Niedzielę spędziliśmy w ogrodzie, bez tatusia. Dzieciaki biegały z kolegami, z koleżankami - istne szaleństwo, a ja najbardziej byłam w szoku - Lolek nie wspominał o komputerze, szalał do bólu!
Tatuś wrócił dość późno, córkę zastał pod prysznicem, syna nad spóźnioną kolacją. Kiedy dzieciaki były gotowe tatuś je wziął i zaczęli spiskować. Widziałam mocno zawiedzioną minę Duni, Lolek coś tam mieszał. Po czym przyszli złożyć mi życzenia na Dzień Matki. Dunia miała ładny bukiecik, Lolek wazonik z buteleczki - bardzo starannie udekorowany. Oboje dodali, że prezent w niedzielę, bo Dunia się bała, że kwiaty zwiędną do poniedziałku, ale w poniedziałek też jeszcze coś dostanę. Ucieszyłam się niezmiernie, wzruszyłam, wytuliłam, kwiaty umieściłam w wazoniku. Rozmawialiśmy jeszcze chwilę, choć pora już do spania dla dzieci. Ze słów córeczki wyczułam, że nie do końca była zadowolona z kwiatów... Dopiero gdy poszli do swoich sypialni się dowiedziałam wszystkiego od męża... Dunia myślała, że za te pieniążki, to tata kupi dwa duże bukiety róż, a nie takie małe... mało się nie popłakała... no to Lolek wyczuł oszczędność... siostrze sprzedał swój bukiecik, żeby ta połączyła w jeden, mi dał w prezencie wazonik, a dzisiaj czeka mnie reszta - laurki, robione w szkole.
Laurki, pudełeczka, talerzyki i miseczki z masy solnej - takie dotąd miałam prezenty z okazji tego wspaniałego dnia. Spontaniczne poranki, pamiętam, kiedyś rano dostałam od Lolka frezje - też nie było Rafała i on nie pamiętał czemu mi dawał te kwiatki, dopiero w ciągu dnia chyba w radiu usłyszał i jeszcze raz przybiegł, żeby się wytłumaczyć z porannego prezentu. Jak jeszcze był takim przedszkolaczkiem i grzecznie wieczorem paciorek odmawiał to modlił się, żeby mama przyszła na przedstawienie do przedszkola. W przedszkolu pięknie przygotowane występy, wierszyki, piosenki - naprawdę wzruszające chwile. Zdarza się, że Rafał Dzień Matki jest w domu, raz wpadł na pomysł przygotowania przyjęcia, gotowali, nakrywali do stołu.

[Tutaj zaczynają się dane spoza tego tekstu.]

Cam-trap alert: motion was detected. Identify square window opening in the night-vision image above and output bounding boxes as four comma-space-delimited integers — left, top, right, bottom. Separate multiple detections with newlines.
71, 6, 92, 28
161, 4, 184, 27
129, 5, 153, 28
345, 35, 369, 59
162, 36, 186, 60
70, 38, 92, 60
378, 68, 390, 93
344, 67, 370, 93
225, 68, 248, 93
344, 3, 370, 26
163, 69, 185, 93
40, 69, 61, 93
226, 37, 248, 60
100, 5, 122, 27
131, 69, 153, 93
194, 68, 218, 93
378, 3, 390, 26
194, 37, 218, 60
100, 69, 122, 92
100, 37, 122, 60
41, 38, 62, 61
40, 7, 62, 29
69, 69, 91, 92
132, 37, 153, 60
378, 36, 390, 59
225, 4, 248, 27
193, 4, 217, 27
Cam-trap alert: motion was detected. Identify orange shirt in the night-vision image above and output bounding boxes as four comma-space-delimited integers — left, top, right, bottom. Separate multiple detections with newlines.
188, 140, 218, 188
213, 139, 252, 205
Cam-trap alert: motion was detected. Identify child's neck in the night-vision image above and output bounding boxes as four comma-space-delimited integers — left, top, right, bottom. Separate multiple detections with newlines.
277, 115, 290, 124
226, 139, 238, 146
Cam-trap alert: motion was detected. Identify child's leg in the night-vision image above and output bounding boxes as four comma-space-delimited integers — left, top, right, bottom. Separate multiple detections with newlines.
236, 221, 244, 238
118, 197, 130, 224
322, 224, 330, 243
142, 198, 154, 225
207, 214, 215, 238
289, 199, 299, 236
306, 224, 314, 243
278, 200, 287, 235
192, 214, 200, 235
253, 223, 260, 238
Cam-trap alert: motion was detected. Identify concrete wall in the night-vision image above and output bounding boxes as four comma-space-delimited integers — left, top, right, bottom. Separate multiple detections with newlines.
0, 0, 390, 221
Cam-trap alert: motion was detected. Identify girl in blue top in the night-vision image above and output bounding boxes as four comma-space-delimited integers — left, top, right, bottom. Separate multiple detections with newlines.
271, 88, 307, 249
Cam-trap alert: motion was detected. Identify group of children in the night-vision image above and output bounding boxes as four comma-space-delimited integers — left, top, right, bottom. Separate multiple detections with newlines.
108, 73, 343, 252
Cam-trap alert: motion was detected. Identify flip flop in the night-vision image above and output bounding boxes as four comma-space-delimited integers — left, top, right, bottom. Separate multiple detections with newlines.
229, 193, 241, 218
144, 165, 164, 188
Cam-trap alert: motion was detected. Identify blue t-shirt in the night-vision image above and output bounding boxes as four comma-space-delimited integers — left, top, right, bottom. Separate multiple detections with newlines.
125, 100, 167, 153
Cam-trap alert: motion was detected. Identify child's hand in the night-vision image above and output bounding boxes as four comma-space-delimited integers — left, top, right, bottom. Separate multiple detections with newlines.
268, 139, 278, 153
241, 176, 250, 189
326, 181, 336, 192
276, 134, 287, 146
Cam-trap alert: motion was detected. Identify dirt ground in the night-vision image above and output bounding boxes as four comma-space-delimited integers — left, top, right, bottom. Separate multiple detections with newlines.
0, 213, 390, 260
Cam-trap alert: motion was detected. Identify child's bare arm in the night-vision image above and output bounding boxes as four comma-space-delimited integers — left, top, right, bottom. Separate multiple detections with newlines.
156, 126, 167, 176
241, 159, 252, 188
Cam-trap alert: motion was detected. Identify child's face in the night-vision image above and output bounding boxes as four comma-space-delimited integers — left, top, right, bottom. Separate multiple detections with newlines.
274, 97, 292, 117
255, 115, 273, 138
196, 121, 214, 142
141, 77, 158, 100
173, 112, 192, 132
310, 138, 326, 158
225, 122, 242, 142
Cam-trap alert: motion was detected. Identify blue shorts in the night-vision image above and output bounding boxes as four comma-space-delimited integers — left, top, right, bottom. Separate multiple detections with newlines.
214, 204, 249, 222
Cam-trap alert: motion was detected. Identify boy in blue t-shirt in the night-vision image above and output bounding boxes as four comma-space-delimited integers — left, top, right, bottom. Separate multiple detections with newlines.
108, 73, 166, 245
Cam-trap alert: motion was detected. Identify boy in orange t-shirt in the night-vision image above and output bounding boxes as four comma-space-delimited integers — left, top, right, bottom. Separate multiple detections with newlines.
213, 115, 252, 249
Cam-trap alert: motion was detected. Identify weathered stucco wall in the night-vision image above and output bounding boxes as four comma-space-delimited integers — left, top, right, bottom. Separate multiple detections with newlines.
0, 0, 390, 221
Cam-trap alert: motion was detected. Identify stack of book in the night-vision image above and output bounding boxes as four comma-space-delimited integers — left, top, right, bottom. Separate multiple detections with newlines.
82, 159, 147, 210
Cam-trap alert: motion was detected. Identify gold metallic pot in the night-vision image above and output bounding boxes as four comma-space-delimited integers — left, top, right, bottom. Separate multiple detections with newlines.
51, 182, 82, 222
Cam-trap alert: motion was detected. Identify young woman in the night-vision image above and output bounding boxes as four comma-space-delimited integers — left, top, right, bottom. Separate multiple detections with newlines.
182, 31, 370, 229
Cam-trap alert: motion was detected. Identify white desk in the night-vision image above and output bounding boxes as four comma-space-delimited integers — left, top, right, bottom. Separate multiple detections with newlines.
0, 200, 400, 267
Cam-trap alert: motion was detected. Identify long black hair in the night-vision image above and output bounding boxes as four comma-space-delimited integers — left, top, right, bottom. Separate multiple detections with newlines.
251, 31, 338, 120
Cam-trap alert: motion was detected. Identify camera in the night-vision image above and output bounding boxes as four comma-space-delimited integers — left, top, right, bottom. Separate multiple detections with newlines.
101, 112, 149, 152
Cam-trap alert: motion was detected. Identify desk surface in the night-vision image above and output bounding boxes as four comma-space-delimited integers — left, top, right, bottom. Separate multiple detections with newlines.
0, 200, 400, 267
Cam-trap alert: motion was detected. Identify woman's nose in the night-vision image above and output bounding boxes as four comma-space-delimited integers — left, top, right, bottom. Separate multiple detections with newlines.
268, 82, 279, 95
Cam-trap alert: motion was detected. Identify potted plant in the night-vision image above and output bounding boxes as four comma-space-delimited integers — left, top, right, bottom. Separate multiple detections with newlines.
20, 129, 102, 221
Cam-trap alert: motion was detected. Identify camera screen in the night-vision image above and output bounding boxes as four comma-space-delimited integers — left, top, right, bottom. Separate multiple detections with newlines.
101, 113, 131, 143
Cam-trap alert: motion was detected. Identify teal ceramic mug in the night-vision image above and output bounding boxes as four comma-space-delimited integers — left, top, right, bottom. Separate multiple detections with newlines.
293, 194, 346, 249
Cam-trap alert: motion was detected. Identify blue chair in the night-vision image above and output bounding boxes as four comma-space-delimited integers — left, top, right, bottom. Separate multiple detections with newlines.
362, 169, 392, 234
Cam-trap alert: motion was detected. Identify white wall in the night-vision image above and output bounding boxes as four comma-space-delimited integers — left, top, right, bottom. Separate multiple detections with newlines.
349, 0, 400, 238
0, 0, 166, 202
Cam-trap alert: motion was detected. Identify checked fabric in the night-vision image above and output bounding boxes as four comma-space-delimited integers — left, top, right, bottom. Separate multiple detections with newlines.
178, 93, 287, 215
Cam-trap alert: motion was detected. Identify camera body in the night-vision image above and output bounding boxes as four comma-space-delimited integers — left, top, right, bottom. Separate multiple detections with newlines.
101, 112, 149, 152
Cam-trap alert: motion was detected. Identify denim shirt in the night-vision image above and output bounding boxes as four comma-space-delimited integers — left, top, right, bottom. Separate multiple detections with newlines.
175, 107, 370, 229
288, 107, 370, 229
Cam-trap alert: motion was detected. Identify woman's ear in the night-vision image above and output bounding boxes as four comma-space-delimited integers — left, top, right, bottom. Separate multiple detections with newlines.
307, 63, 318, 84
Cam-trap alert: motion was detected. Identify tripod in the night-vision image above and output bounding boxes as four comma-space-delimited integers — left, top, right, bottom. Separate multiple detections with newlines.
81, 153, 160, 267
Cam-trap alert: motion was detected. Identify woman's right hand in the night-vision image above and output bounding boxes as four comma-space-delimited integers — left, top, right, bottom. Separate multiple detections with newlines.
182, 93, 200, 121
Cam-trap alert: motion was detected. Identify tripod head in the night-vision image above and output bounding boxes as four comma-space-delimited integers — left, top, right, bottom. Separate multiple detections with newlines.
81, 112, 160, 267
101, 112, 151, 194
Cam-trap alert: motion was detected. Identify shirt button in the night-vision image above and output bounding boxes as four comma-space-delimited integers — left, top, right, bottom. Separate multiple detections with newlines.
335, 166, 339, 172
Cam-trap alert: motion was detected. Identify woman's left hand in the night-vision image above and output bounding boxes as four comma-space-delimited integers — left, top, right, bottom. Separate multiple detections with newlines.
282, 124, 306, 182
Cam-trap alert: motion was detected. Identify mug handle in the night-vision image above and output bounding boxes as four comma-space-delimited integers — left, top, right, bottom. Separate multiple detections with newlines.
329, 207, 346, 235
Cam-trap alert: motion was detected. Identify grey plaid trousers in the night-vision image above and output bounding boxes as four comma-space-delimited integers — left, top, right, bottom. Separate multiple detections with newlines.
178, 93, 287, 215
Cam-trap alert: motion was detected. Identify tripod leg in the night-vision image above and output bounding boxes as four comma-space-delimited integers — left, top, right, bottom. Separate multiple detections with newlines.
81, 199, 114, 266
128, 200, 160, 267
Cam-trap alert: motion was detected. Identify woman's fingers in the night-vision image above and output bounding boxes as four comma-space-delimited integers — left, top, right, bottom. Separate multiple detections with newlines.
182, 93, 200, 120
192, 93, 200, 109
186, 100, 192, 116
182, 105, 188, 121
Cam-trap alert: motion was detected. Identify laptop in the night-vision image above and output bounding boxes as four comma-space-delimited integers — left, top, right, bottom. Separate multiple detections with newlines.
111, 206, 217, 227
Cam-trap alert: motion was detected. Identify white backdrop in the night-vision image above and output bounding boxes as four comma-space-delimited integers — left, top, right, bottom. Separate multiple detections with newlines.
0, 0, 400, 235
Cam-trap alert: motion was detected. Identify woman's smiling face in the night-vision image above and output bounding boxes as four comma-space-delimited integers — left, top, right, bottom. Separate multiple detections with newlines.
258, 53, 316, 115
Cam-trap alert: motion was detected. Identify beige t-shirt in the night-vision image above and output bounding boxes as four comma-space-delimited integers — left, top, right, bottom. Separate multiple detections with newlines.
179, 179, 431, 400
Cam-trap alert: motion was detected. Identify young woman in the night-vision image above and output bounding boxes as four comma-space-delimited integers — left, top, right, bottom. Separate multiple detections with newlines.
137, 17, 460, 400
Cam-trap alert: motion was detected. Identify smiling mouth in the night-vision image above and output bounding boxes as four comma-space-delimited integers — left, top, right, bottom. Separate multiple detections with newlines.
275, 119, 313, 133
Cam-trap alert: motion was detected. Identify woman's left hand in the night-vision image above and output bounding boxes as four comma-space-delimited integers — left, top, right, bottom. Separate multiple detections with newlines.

Co roku inaczej, czas leci, dzieciaki dorastają... jeszcze takie dziecinne, a już uważają się za dorosłe :-)
Wspaniale, że są, że planują, chcą sprawiać radość, obdarowywać, choć dla mnie prezentem są w one same w sobie!
KDzieci, kochają swoją Mamę i chcą dla niej najpiękniejszych kwiatów, najcudowniejszych prezentów.. Ale nie zawsze się da. Jednak...Twój bukiecik wraz z flakonikiem jest najpiękniejszy, najcudowniejszy i..największy bo od Twoich ukochanych dzieci..
OdpowiedzUsuńPozdrawiam Cię i życzę wszystkiego dobrego z okazji Dnia Matki!:))Pochwal się Laurkami:)))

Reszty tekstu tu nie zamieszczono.